Beyond the local impact, euphoria has become a recruitment tool for Greenville’s culinary scene — and for Greenville as a whole.
Morgan Allen, executive director of euphoria, said that’s hardly a unique story. After each year’s event, she hears about restaurant owners calling around to put in feelers for a new concept.
“We hear rumbling every year, real estate agents reaching out to inquire about available space,” Allen said. “Anything actually opening then could happen in a year, two years, three years down the line, but euphoria has set a lot of the groundwork for bringing new chefs here.”

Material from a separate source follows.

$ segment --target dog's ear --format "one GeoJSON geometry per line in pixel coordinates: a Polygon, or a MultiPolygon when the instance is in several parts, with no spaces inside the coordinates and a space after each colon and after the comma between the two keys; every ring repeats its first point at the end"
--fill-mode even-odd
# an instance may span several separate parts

Allen pushes back against the claim that euphoria is some singular force driving the growth of Greenville’s food scene, but she said it can act as a showcase for what the city already has to offer.
“I don’t know that we can necessarily be credited with making people come here, but offering that window into Greenville, people see it really feels like home,” Allen said. “We have that southern hospitality and such a diverse offering of talent.”
In the past year, as the pandemic wreaked havoc on so many local restaurants, euphoria served a different role of supporting local eateries rather than highlighting what they have to offer: working with local nonprofits, coordinating CARES Act funds from the federal government, organizing food drives for those at-risk in the community.
Now this year’s event will be not just a return to normal, but a step forward toward what comes next for the city.
“Just knowing that people here are excited and anticipating what you’re bringing to the table, it’s a great feeling,” Garrigan said. “It makes signing on the dotted line a lot easier.”